From 875cfd9dc46f3961819c0a500c22231dcfeef1af Mon Sep 17 00:00:00 2001
From: lkcl <lkcl@web>
Date: Wed, 15 Sep 2021 14:50:32 +0100
Subject: [PATCH]

---
 openpower/sv/svp64/appendix.mdwn | 37 ++++++++++++++++++--------------
 1 file changed, 21 insertions(+), 16 deletions(-)

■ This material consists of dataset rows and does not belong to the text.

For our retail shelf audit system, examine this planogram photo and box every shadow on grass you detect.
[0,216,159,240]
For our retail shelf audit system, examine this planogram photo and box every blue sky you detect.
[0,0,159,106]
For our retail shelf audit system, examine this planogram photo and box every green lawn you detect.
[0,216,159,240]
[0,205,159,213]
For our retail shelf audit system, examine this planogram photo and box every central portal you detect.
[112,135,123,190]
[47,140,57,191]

diff --git a/openpower/sv/svp64/appendix.mdwn b/openpower/sv/svp64/appendix.mdwn
index 90fa26488..1a528809d 100644
--- a/openpower/sv/svp64/appendix.mdwn
+++ b/openpower/sv/svp64/appendix.mdwn
@@ -201,22 +201,27 @@ dest elwidth.
 
 # Reduce mode
 
-There are two variants here.  The first is when the destination is scalar
-and at least one of the sources is Vector.  The second is more complex
-and involves map-reduction on vectors.
-
-The first defining characteristic distinguishing Scalar-dest reduce mode
-from Vector reduce mode is that Scalar-dest reduce issues VL element
-operations, whereas Vector reduce mode performs an actual map-reduce
-(tree reduction): typically `O(VL log VL)` actual computations.
-
-The second defining characteristic of scalar-dest reduce mode is that it
-is, in simplistic and shallow terms *serial and sequential in nature*,
-whereas the Vector reduce mode is definitely inherently paralleliseable.
-
-The reason why scalar-dest reduce mode is "simplistically" serial and
-sequential is that in certain circumstances (such as an `OR` operation
-or a MIN/MAX operation) it may be possible to parallelise the reduction.

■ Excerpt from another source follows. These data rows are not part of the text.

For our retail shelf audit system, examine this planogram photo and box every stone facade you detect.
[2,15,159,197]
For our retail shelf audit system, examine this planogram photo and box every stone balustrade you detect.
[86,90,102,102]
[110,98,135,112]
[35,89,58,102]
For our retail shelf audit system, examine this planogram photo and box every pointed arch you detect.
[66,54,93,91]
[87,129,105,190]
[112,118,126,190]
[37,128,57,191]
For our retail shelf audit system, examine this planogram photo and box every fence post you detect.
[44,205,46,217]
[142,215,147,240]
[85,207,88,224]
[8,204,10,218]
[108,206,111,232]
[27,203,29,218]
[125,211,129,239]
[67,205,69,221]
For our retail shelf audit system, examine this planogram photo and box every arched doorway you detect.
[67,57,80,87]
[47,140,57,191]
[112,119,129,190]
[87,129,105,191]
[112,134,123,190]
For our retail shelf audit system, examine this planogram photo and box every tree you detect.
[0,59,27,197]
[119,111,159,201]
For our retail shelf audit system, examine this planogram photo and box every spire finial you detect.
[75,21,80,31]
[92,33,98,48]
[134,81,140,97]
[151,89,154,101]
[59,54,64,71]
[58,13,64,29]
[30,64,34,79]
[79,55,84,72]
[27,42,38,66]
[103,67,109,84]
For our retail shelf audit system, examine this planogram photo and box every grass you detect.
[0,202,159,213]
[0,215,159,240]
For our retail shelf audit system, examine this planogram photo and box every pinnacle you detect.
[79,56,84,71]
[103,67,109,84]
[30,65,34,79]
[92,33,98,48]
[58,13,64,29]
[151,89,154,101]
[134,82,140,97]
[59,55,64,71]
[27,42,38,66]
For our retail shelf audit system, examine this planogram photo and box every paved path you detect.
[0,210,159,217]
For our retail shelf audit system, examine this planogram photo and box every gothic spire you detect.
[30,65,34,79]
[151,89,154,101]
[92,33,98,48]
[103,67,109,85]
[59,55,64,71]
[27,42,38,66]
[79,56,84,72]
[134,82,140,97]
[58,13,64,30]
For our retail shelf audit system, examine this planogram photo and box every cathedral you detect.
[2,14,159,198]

+Reduction in SVP64 is deterministic and somewhat of a misnomer.  A normal
+Vector ISA would have explicit Reduce opcodes with defibed characteristics
+per operation: in SX Aurora there is even an additional scalar argument
+containing the initial reduction value. SVP64 fundamentally has to
+utilise *existing* Scalar Power ISA v3.0B operations, which presents some
+unique challenges.
+
+The solution turns out to be to simply define reduction as permitting
+deterministic element-based schedules to be issued using the base Scalar
+operations, and to rely on the underlying microarchitecture to resolve
+Register Hazards at the element level.  This goes back to
+the fundamental principle that SV is nothing more than a Sub-Program-Counter
+sitting between Decode and Issue phases.
+
+Microarchitectures *may* take opportunities to parallelise the reduction
+but only if in doing so they preserve Program Order at the Element Level.
+Opportunities where this is possible include an `OR` operation
+or a MIN/MAX operation: it may be possible to parallelise the reduction,
+but for Floating Point it is not permitted due to different results
+being obtained if the reduction is not executed in strict sequential
+order.
 
 ## Scalar result reduce mode
 
-- 
2.30.2